The novel is set in and around the aptly named town of Clash. (Clash – there is a town of that name in county Kerry – has nothing to do with conflict but comes from the Irish word clais meaning ditch or channel.) The St George family had been the local landlords for many years, living in Manister House. The father of Raoul St George, who is the last surviving male St George, had had to sell the House when his rents fell during the famine. In addition, he had felt very guilty about the suffering of his tenants and had converted to Catholicism. His daughter Elizabeth had also converted, feeling that a woman had to obey. His son Julian had been reluctant to do so but his father had beaten him into submission. Raoul, the eldest, was away at university in Dublin at the time and his mother has persuaded him not to convert, so he remained Protestant.
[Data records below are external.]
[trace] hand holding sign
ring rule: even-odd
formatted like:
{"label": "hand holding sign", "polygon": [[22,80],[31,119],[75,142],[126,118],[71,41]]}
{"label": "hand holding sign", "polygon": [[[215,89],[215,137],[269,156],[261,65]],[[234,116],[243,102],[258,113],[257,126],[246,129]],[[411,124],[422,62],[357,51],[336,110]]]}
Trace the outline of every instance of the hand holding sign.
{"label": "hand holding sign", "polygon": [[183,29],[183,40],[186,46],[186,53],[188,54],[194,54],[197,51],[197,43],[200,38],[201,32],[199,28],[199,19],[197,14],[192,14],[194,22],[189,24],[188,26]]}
Raoul, however, had become very sympathetic to the abuse of the Irish and had had to leave Ireland and go to France when he risked trouble with the authorities. While in France, he consorted with left-wingers, including Bakunin. Elizabeth had stayed behind and had nursed her brother Julian and parents, all of whom had died. Raoul, with his daughter Lettice, has now returned to Ireland, the three living in Manister Lodge. Manister House had been bought by Captain Butcher, an Englishman. On buying the property, Butcher had evicted many tenants to make way for cattle. This had led to bitter fights, resulting in attacks on Butcher. An Irishman, O’Dwyer, had been arrested and hanged. We will learn during the course of the book that he had been betrayed by another Irishman.
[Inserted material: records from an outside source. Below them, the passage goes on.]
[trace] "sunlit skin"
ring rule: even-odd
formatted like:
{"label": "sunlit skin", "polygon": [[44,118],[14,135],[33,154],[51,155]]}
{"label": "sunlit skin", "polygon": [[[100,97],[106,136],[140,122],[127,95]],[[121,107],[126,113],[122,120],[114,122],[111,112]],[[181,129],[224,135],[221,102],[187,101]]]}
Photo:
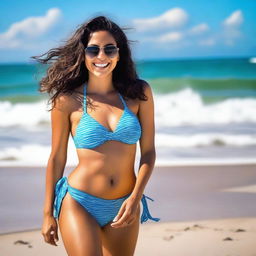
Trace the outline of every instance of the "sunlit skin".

The book starts with Elizabeth hearing shots. Captain Butcher, whom the St Georges had not previously met, arrives at the front door and demands to search the place, as he has tracked down a man who had tried to kill him. Butcher is injured but is determined to get his man. Raoul is horrified by his arrogance but lets him look around but he finds no-one. After he has departed, the maid, Annie Fitzpatrick, reveals that she has hidden a man who turns out to be the assailant and is Michael O’Dwyer, son of the man who had been hanged. O’Dwyer is slightly hurt and Raoul not only tends to him but soon befriends him. Raoul is very sympathetic to the cause of the Fenians, of which Michael O’Dwyer is a member, and soon agrees to help him. He also becomes chair of the local branch of the Land League. As in earlier O’Flaherty books, there is considerable opposition between the Fenians and the Catholic priest and his supporters, with the priest being somewhat sympathetic to the plight of his parishioners but decrying any sort of organised opposition to the authorities.

There are several plot strands. O’Dwyer and his Fenians oppose Butcher and the evictions and fight hard to get what they see as their rights. The man who betrayed Michael O’Dwyer’s father is also seen as an enemy. The whole book follows the story of Michael O’Dwyer and his fight with Captain Butcher, culminating in a western-style showdown. Raoul works out a clever way of dealing with the enemy, avoiding direct confrontation. He calls it isolation but, by the end of the book, it will have changed its name, thanks to another victim of this isolation, Charles Cunningham Boycott. There is also the tug for control of the Land League, between those supporting the Fenians and those supporting the priest. We also follow the story of Fenton, the local police inspector, an Englishman who hates being in Ireland and whose life is made worse by the fact that he has fallen in love with Barbara Butcher, Captain Butcher’s wife. There are other love affairs, a weak link in this book, as O’Flaherty resorts to standard clichés to describe them. Once again, O’Flaherty’s sympathies are clear though he does manage to occasionally show some positive aspects to the authorities.

O’Flaherty is a good writer and tells an excellent story of the local perspective of events sweeping the whole country. Raoul St George, effectively a renegade, is a most interesting character. While Butcher and O’Dwyer are somewhat stereotypical, it is fascinating to watch the two with their mutual hatred and their plotting against one another. The other characters tend to be in somewhat of the shadow of the main ones but still round out what is certainly a good if not great novel.